Boris Johnson Announces Resignation as U.K. Prime Minister
Boris Johnson has finally announced he is stepping down as prime minister after the resignation of more than 50 government ministers, including a Chancellor of the Exchequer, Rishi Sunak, whose successor Nadhim Zahawi, then called for his boss to “do the right thing and go.”
Johnson, standing at a podium in Downing Street with his wife Carrie and his baby daughter Romy behind him, said, “It’s clearly the will of the Conservative Party that there should be a new leader of the party and a new prime minister.”
He thanked those who voted for the Tories in December 2019 and he said the reason he had held on for so long to the job was because of the mandate he received in that election.
Johnson said it was “painful” to give up the job of prime minister but he said nobody was “indispensible.”
On Wednesday Johnson, 58, had vowed to soldier on, after admitting it was a “mistake” to keep Chris Pincher on as a government whip despite sexual misconduct allegations against him.
After receiving a hostile grilling at Prime Minister’s Question Time, and then before the House of Commons Liaison Committee, he was lobbied by Michael Gove and several other Cabinet ministers who urged him to resign.
But Johnson then sacked Gove as Secretary of State for Levelling Up and appeared determined to carry on, having told MPs earlier he had a “mandate” from the general election victory of December 2019 and would continue to deliver on the Conservative Party’s manifesto promises.
On Thursday morning Nadhim Zahawi, who had been appointed chancellor less than 48 hours before following Sunak’s resignation, turned on Johnson, writing on Twitter: “This is not sustainable and it will only get worse: for you, for the Conservative Party and most importantly of all the country. You must do the right thing and go now.”
Then, at lunchtime on Thursday, Johnson finally confirmed he would be resigning, triggering a leadership contest in the Conservative Party.
Conservative Party Set for Leadership Contest
Johnson will remain as prime minister until a leadership election takes place in the ruling Conservative Party.
Among the front-runners will be Sunak and former Health Secretary Sajid Javid, but the Foreign Secretary Liz Truss is expected to be in the running, along with Attorney General Suella Braverman, and possibly Defence Secretary Ben Wallace and trade minister Penny Mordaunt.
When a new leader has been chosen Johnson—the 14th prime minister of Queen Elizabeth II’s 70-year reign—will visit the head of state at Buckingham Palace to formally tender his resignation.
The scandal over Chris Pincher had proved to be the final straw for many of his Cabinet colleagues, who had backed him in a vote of confidence over the “partygate” scandal last month.

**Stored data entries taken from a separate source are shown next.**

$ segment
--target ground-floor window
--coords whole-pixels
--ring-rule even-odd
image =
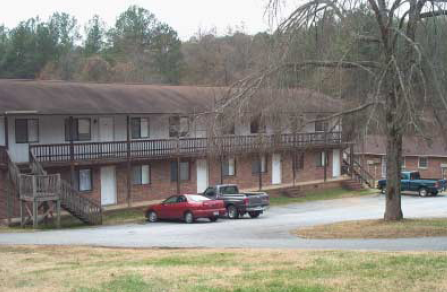
[[[428,158],[419,157],[419,168],[427,168],[427,167],[428,167]]]
[[[78,170],[78,190],[80,192],[90,192],[93,190],[93,172],[91,168]]]
[[[151,170],[149,165],[136,165],[132,167],[132,184],[147,185],[151,183]]]
[[[236,175],[236,159],[234,158],[224,159],[222,163],[222,173],[225,176]]]
[[[294,167],[296,170],[304,169],[304,153],[298,153],[295,155]]]
[[[386,177],[386,156],[382,157],[382,177]]]
[[[259,158],[254,158],[251,164],[251,170],[253,174],[267,173],[267,158],[262,155]]]
[[[317,153],[316,165],[317,165],[317,167],[322,167],[322,166],[327,165],[327,157],[326,157],[326,153],[324,151]]]
[[[171,181],[177,181],[177,161],[171,162]],[[183,161],[180,162],[180,181],[188,181],[189,180],[189,162]]]

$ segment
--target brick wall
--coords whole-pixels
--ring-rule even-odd
[[[367,165],[367,161],[375,161],[374,165]],[[366,168],[370,174],[376,179],[382,179],[382,156],[366,155],[361,159],[362,165],[367,165]],[[419,168],[419,157],[407,156],[405,157],[405,166],[402,167],[404,171],[419,171],[422,178],[443,178],[441,165],[447,165],[447,158],[445,157],[428,157],[428,167]]]
[[[321,151],[309,150],[305,152],[304,167],[297,170],[296,181],[305,182],[324,178],[324,167],[316,166],[316,156]],[[283,184],[293,182],[291,153],[281,154],[281,176]],[[223,183],[238,184],[242,189],[257,188],[259,185],[259,175],[252,173],[252,163],[257,160],[256,156],[236,157],[236,175],[226,176]],[[175,161],[175,160],[173,160]],[[195,159],[183,159],[189,161],[188,181],[181,183],[181,193],[197,192],[197,164]],[[209,183],[218,184],[221,182],[221,166],[219,158],[208,158]],[[171,169],[169,160],[150,161],[142,163],[150,165],[150,184],[132,185],[131,197],[133,202],[160,200],[177,193],[177,183],[171,182]],[[116,164],[116,182],[117,182],[117,203],[125,204],[127,202],[127,165],[125,163]],[[79,167],[77,167],[78,169]],[[101,202],[101,166],[90,166],[93,175],[93,189],[89,192],[81,193],[82,196],[92,198],[98,203]],[[266,155],[266,173],[262,174],[262,185],[272,185],[272,155]],[[70,168],[57,167],[47,168],[48,173],[60,173],[64,180],[70,181]],[[332,151],[328,151],[327,177],[332,177]],[[0,172],[0,218],[6,217],[6,205],[4,187],[4,175]],[[18,204],[17,204],[18,206]],[[16,208],[18,210],[18,208]],[[18,215],[18,211],[16,212]]]

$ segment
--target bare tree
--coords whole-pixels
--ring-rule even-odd
[[[287,1],[269,0],[270,15],[278,16],[284,2]],[[278,45],[272,61],[261,72],[235,84],[238,90],[233,90],[222,102],[222,108],[235,105],[244,108],[254,103],[260,88],[276,88],[271,102],[278,104],[280,92],[286,92],[287,88],[307,87],[311,83],[321,86],[322,79],[315,76],[338,70],[339,87],[355,82],[361,87],[362,96],[325,119],[363,113],[368,118],[358,126],[366,127],[373,119],[380,123],[387,138],[384,218],[400,220],[403,218],[400,193],[403,134],[417,131],[423,135],[421,117],[428,113],[442,127],[440,116],[447,109],[442,82],[445,73],[440,72],[444,66],[439,66],[441,60],[430,56],[421,44],[445,45],[442,40],[433,41],[442,34],[430,34],[427,27],[437,26],[437,21],[444,18],[447,1],[307,0],[299,3],[277,28]],[[442,29],[445,28],[443,25]],[[309,48],[311,43],[313,47]],[[346,72],[352,80],[343,75]],[[359,80],[356,76],[364,78]],[[349,92],[340,90],[331,95],[346,99]]]

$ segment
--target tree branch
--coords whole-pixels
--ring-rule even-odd
[[[442,15],[447,15],[447,10],[445,9],[441,9],[441,10],[436,10],[436,11],[429,11],[429,12],[424,12],[419,14],[419,18],[423,19],[423,18],[430,18],[430,17],[437,17],[437,16],[442,16]]]

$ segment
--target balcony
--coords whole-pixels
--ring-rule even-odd
[[[342,145],[341,132],[31,145],[43,164],[249,154]]]
[[[0,167],[4,167],[8,164],[8,153],[5,146],[0,146]]]

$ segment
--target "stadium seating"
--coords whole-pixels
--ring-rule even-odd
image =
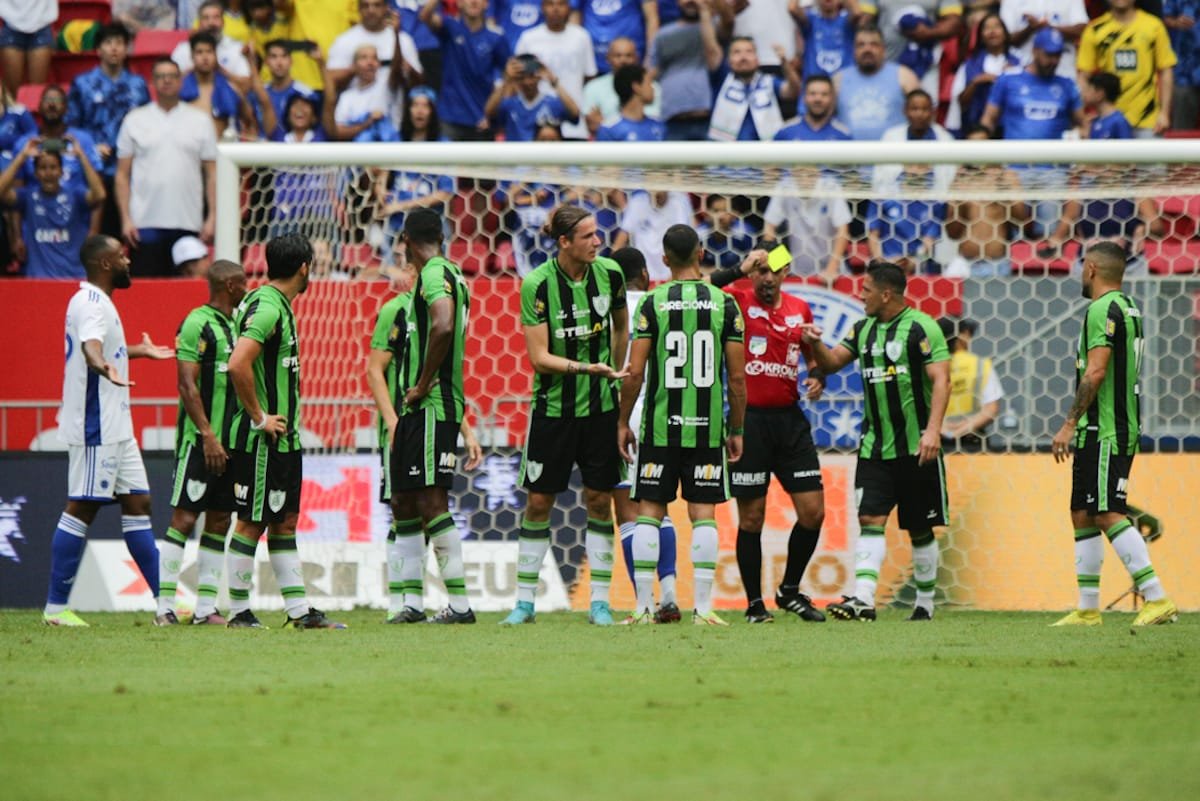
[[[130,72],[142,76],[146,84],[153,87],[150,75],[154,71],[154,62],[162,56],[171,55],[171,51],[180,42],[187,40],[188,33],[189,31],[138,31],[133,39],[133,52],[129,54]]]
[[[1037,254],[1041,242],[1020,241],[1012,244],[1013,272],[1028,274],[1065,274],[1071,271],[1071,265],[1079,256],[1079,243],[1067,242],[1060,256],[1045,259]]]
[[[112,21],[112,3],[109,0],[58,0],[58,21],[54,29],[74,20],[90,20],[107,23]]]
[[[95,53],[55,53],[50,62],[50,80],[69,86],[76,75],[82,75],[99,63],[100,58]]]
[[[17,89],[17,102],[29,109],[34,117],[37,117],[39,125],[42,120],[38,115],[38,106],[42,102],[42,93],[46,91],[46,87],[49,85],[48,83],[27,83]]]

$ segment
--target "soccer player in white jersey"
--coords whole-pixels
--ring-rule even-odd
[[[51,626],[86,626],[67,608],[83,559],[88,526],[100,507],[121,504],[125,545],[158,597],[158,548],[150,530],[150,485],[129,413],[129,360],[170,359],[175,351],[155,345],[149,334],[126,347],[114,289],[130,284],[129,257],[110,236],[90,236],[79,251],[87,280],[67,306],[67,357],[58,428],[70,457],[67,508],[50,546],[50,592],[42,619]],[[155,625],[177,623],[175,613]]]
[[[636,309],[642,302],[642,295],[650,288],[650,273],[646,269],[646,257],[637,248],[621,248],[612,254],[612,259],[621,265],[625,274],[625,297],[629,308]],[[629,348],[633,348],[630,340]],[[629,362],[629,353],[625,354],[625,362]],[[646,388],[634,404],[631,420],[642,419],[642,401]],[[633,482],[622,481],[613,489],[613,504],[617,510],[617,526],[621,532],[621,549],[625,554],[625,568],[629,571],[629,581],[633,579],[633,532],[637,528],[637,502],[629,497],[629,488]],[[658,588],[661,593],[658,609],[654,612],[655,623],[678,623],[682,615],[679,603],[675,598],[675,524],[670,516],[663,518],[662,527],[658,530]],[[635,585],[636,586],[636,585]],[[631,616],[625,622],[633,620]]]

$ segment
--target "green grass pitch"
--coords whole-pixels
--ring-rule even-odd
[[[278,624],[282,613],[262,615]],[[0,797],[1200,798],[1200,616],[156,629],[0,614]],[[732,614],[730,619],[734,619]]]

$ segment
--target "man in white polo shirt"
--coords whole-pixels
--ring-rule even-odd
[[[169,276],[180,237],[212,241],[217,138],[206,114],[179,102],[175,62],[160,58],[151,75],[158,99],[125,115],[117,134],[115,188],[132,273]]]

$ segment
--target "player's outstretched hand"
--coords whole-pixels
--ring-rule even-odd
[[[629,375],[629,369],[614,370],[612,367],[603,362],[597,364],[589,364],[587,367],[588,375],[600,376],[601,378],[611,378],[614,381],[620,381]]]
[[[742,435],[730,434],[725,438],[725,454],[729,463],[733,464],[742,458]]]
[[[132,387],[133,382],[121,377],[121,371],[117,369],[115,364],[111,362],[104,363],[104,377],[118,387]]]
[[[158,359],[161,361],[164,359],[174,359],[175,349],[168,348],[165,345],[155,345],[154,340],[150,339],[150,335],[143,331],[141,345],[136,348],[130,348],[129,355],[131,358]]]
[[[921,441],[917,446],[917,464],[927,465],[938,457],[942,449],[942,436],[937,431],[921,432]]]
[[[1054,463],[1062,464],[1071,458],[1071,440],[1075,437],[1075,427],[1063,423],[1054,439],[1050,442],[1050,451],[1054,454]]]
[[[820,342],[822,333],[821,326],[816,323],[800,326],[800,337],[810,345]]]
[[[617,423],[617,449],[625,464],[633,464],[634,454],[637,453],[637,436],[627,423]]]
[[[815,401],[821,399],[821,393],[825,391],[825,382],[819,378],[804,379],[804,399]]]
[[[467,461],[463,465],[464,470],[474,470],[483,464],[483,448],[479,447],[479,440],[475,436],[475,432],[470,428],[463,431],[463,446],[467,449]]]
[[[204,466],[208,472],[214,476],[224,473],[225,466],[229,464],[229,454],[225,452],[217,435],[211,432],[205,434],[202,444],[204,446]]]

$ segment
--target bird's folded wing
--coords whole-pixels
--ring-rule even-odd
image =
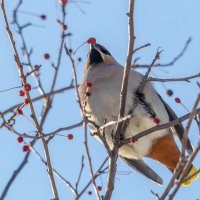
[[[177,119],[177,115],[175,114],[175,112],[170,108],[170,106],[162,99],[162,97],[160,95],[158,95],[160,97],[160,100],[162,101],[163,105],[165,106],[165,109],[168,112],[169,115],[169,119],[170,121],[173,121],[175,119]],[[184,128],[183,125],[180,123],[178,123],[177,125],[175,125],[173,127],[173,132],[175,132],[175,134],[177,135],[177,137],[179,138],[179,140],[181,141],[183,138],[183,133],[184,133]],[[186,145],[186,150],[189,154],[191,154],[193,152],[193,147],[192,144],[190,142],[190,139],[187,138],[187,145]]]
[[[163,181],[160,176],[154,172],[142,159],[134,160],[120,156],[120,158],[127,163],[130,167],[143,174],[152,181],[162,185]]]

That vote—which he won by 211 votes to 148—followed the publication on May 25 of civil servant Sue Gray’s report into COVID-19 breaches in Downing Street and the remarks by the prime minister’s ethics adviser Lord Geidt that Johnson may have breached the ministerial code by attending parties during the pandemic.
Johnson was famous for being a “big picture” prime minister who had a vision for the country but was prone to forgetting or ignoring details. That proved to be his undoing.
Pincher, MP for Tamworth, resigned from the whips’ office on June 30 and had his Conservative Party membership suspended over the alleged groping of two male guests at a private members’ club on June 29.
The allegations put Downing Street under pressure to explain why Pincher, who had resigned as a junior whip in November 2017 following a complaint that he made an unwanted pass at the former Olympic rower and Conservative candidate Alex Story, was given the job of deputy chief whip in February this year.
Downing Street previously said Johnson did not know about any specific allegations against Pincher before appointing him, but said on Tuesday Johnson had been briefed about a formal investigation against Pincher in 2019 but forgot about it last week.
Johnson, a former journalist and mayor of London, was elected MP for Uxbridge and South Ruislip in 2015, and the following year threw his hat in the ring when David Cameron resigned as prime minister after the Brexit referendum.
Theresa May got the top job instead and she made Johnson her foreign secretary, but he resigned from that job and in the summer of 2019 finally became prime minister after May resigned after being unable to push a Brexit deal through Parliament.
Johnson Won a Landslide Victory in December 2019
Johnson won a landslide victory for the Conservatives in the December 2019 general election but only four months later Britain was hit by the COVID-19 pandemic, which devastated the economy and disrupted many of the plans in his party manifesto.
Javid, in his resignation letter on Tuesday, told Johnson: “The tone you set as a leader, and the values you represent, reflect on your colleagues, your party, and ultimately the country.”
In Sunak’s letter of resignation he said: “Our country is facing immense challenges. We both want a low-tax, high-growth economy, and world-class public services, but this can only be responsibly delivered if we are prepared to work hard, make sacrifices, and take difficult decisions.”
News of Johnson’s imminent resignation boosted the pound earlier on Thursday; it was up 0.6 percent at $1.198.